Lake Placid staff told the utility meeting that the town has received a 319 grant award to support septic-to-sewer connections for up to 33 homes and that execution documents will go to the town council for signature at its June 15 meeting. Jennifer, a utilities staff member, said staff has identified roughly 28 properties now and will send bid requests after the grant agreement is executed.
The grant is meant to pay for private-property connection work; Jennifer said a ballpark contractor estimate for a turnkey connection is between $8,300 and $8,700 per home, excluding the town connection fee, but final prices will come from competitive bids once the grant is in hand. "It's going to be between 8,300 and 8,700 turnkey everything minus the town connection fee," Jennifer said.
Why it matters: residents on the existing sewer system pressed staff to make sure ratepayers are protected from higher utility bills. Resident Deborah Worley, who spoke during public comment, said she has already connected and pays availability fees and urged that new connections not shift additional costs to current customers. "I feel like I shouldn't have to pay for that," Worley said, urging staff to include hookup/impact fees within grant budgeting where possible.

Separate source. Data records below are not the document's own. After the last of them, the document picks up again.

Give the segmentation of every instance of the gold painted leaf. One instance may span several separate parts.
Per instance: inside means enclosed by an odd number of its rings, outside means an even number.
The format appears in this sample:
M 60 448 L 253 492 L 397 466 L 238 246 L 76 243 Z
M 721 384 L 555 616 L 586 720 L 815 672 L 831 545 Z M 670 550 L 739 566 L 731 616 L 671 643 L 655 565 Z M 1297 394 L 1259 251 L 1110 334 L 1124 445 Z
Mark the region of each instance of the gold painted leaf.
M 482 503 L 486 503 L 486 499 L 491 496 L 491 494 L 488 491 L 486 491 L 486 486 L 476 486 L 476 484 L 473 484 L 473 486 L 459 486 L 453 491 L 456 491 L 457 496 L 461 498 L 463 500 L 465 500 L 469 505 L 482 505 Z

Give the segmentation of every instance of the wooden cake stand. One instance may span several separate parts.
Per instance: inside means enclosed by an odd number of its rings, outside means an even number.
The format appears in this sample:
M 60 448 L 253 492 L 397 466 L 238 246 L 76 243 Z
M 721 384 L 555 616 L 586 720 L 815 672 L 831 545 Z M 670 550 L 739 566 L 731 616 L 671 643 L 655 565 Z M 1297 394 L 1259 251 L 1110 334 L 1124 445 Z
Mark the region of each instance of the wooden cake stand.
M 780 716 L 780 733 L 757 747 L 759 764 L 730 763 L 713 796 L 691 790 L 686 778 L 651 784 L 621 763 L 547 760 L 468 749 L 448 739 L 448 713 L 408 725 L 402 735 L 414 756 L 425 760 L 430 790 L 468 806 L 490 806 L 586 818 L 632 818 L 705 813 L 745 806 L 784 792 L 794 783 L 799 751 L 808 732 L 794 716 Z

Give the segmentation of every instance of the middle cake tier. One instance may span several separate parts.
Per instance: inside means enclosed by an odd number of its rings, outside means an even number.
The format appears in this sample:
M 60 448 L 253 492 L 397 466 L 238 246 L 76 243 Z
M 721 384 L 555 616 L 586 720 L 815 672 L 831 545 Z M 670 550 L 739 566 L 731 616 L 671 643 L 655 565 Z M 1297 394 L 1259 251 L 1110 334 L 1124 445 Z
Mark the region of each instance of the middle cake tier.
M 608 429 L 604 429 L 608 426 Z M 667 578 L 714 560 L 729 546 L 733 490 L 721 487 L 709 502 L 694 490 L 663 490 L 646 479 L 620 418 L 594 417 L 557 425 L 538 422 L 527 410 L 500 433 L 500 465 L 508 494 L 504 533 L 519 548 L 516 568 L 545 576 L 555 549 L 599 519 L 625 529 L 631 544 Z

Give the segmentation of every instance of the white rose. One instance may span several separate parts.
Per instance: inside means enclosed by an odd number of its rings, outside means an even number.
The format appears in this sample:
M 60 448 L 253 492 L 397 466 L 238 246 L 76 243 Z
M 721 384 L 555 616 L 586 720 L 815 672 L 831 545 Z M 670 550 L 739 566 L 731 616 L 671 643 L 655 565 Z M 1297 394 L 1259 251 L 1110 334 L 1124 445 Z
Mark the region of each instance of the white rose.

Staff said the initial 319 project will apply availability fees already paid by customers toward the grant work for those identified properties so that existing customers in the first round would not face an extra hookup charge. Staff also described a sliding-fee matrix being considered for future projects to evaluate need and grant offsets — a structure modeled on existing housing and community-assistance programs so that low-income homeowners can receive larger subsidies.
On timing and disruption: staff described the onsite plumbing and electrical interchange as a short process. Jennifer said contractors plan one day to perform the plumbing/electrical work necessary to place and activate a grinder/lift station and another brief day for installation steps; property restoration will follow. "Within one working day, they will be able to use their bathrooms again," Jennifer said, while noting directional boring and restoration planning will aim to minimize lawn disturbance.
Next steps: staff will send execution documents to town council on June 15, then issue bid requests to multiple contractors. The utility and town council will hold a joint workshop with Florida Rural Water on July 16 to review implementation plans, capital-improvement priorities and grant mechanics. Staff asked residents to route questions and specific concerns to the utility so outreach materials and on-site previews can be arranged.
The board did not take a new formal vote on the 319 project at this meeting; staff said they will return with firm bid prices and council action on the execution documents.